Bei dieser Sitzung waren zum Beispiel Herr Huber, Herr Beckstein und Herr Schmid nicht anwesend. Nichtsdestotrotz hat man am 23. April dem Beschluss im Umlaufverfahren zugestimmt. In der Präsentation stand, dass die erste Prüfung in Kroatien noch nicht stattgefunden habe. Darin stand, dass die Prüfung in Kärnten noch nicht abgeschlossen sei. Darin stand, dass 300 Aktenordner nicht ordnungsgemäß seien. Darin stand, dass Akten ausgetauscht worden seien. Darin stand, dass die Kreditengagements noch nicht ausreichend geprüft worden seien.
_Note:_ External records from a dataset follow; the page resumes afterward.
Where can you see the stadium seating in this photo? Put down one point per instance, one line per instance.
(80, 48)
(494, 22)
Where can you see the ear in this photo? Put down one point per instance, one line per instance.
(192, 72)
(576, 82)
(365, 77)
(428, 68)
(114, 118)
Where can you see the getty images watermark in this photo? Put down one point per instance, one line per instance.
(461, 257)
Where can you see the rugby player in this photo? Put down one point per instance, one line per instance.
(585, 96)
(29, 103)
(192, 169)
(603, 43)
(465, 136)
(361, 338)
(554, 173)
Und darin stand, dass eine weitere Prüfung, eine "Due Diligence II", notwendig sei.

Sie haben am Montag zugestimmt, ohne eine Rückfrage. Auch danach - das hat der Ausschuss wiederum einstimmig festgestellt - haben Sie das ganze Jahr über kein einziges Mal nachgefragt, ob es eine

zweite Prüfung gegeben hat, wenn ja, was sie ergeben hat, ob der Kaufpreis angemessen und die Kaufpreisberechnung richtig waren. Sie haben auch nicht ein Mal nachgefragt, was denn in diesem Kaufvertrag alles steht.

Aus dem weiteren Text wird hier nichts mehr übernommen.